Wider Erwarten hatte Jaques seine Termine geschafft. Der Arzt hatte ihm die Salbe gegeben und den Rat es mal mit Kondomen zu versuchen. Und zwei Wochen möglichst auf Sex zu verzichten. Da Jaques Leben entgegen der Kenntnis seiner Frau äußerst triebhaft war erschien ihm diese Zeit als sehr lang, doch er hatte vor sein bestes zu geben, ohne zu Wissen, dass ihm ein kurz bevorstehendes Ereignis die Enthaltsamkeit ermöglichen würde. Und zwar für einen deutlich längeren Zeitraum als zwei Wochen. Der Tag schien gerettet, er wollte nach Hause, wo Anna ihn erwartete und er wieder lustlos sein würde. Keine Angelique, Francy, Josefine, Britta, Nicole. Keine Mademoiselle, keine Madame, nicht einmal ins Pornokino wollte er fahren. Er dachte über alles nach und schlängelte sich dabei mit einhundert Stundenkilometern durch die dichte Peripherie. Seine Gedanken füllten sich mit roten Lippen, bestrapsten Beinen und Sektkübeln. Berauscht von seinen Fantasien vergaß er sich und seine Frau und am allerschlimmsten: Den Verkehr. „Rot!“, schoß ihm durch den Kopf und das Licht gehörte nicht zum Puff. In Tausendstel Sekunden trat er auf das Gaspedal und erlebte in Zeitlupe die Hupe des herannahenden Lasters. Glas brach. Metall kreischte. Scherben flogen. Knochen zerfaserten wie Porzellan in seinem Körper und bohrten sich in seine Organe. Der Wagen schleuderte quer über die Straße. Sein Körper gehorchte längst nicht mehr.
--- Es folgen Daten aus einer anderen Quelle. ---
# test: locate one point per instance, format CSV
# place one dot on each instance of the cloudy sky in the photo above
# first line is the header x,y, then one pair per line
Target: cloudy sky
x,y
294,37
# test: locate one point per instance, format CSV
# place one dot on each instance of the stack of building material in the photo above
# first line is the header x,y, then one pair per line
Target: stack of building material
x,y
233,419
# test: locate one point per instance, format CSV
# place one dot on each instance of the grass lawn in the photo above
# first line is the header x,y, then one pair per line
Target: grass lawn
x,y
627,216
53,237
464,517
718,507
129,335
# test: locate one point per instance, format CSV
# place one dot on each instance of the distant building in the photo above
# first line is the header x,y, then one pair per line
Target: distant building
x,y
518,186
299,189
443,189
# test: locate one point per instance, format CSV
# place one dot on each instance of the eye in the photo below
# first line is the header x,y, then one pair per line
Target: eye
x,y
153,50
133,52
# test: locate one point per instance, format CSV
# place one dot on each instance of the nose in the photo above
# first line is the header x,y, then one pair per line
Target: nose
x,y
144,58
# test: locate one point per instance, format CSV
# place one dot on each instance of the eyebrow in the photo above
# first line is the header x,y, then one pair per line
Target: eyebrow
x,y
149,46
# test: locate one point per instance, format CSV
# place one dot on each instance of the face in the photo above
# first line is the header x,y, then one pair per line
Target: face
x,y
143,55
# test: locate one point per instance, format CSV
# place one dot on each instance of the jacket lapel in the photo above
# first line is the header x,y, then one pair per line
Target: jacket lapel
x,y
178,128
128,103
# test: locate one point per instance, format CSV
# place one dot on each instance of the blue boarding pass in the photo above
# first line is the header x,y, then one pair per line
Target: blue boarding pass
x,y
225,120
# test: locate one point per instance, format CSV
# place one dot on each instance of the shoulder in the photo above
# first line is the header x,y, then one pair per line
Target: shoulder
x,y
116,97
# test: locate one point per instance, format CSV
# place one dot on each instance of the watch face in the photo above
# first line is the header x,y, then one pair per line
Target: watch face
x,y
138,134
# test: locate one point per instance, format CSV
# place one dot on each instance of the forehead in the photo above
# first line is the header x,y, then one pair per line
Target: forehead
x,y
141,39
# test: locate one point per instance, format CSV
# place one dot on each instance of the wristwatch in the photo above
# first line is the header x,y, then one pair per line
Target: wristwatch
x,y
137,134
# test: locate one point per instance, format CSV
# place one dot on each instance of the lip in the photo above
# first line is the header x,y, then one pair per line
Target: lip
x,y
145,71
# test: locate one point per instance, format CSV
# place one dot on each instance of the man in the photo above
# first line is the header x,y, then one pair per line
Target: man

Er rang nach Luft, doch seine Atmung hatte ausgesetzt. Sein Auto flog in die andere Fahrbahn, wurde dort erneut gerammt und blieb auf dem Rücken liegen. Ungesichert fiel sein Körper vom Sitz in das Wagendach, seine Hände waren kraftlos, ließen das Lenkrad von der Schwerkraft geleitet los und sanken nach unten. Jaques war tot. Die Sanitäter mühten sich ihn wiederzubeleben: Sein Körper zuckte unter dem Defibrillator und sein Brustkorb hob sich durch den Druck der Luft, die mit dem Ambubeutel durch einen Schlauch in seine aufgeschlitzte Kehle gepresst wurde. Doch Jaques hatte zuerst aufgegeben. Nach ihm der Notarzt.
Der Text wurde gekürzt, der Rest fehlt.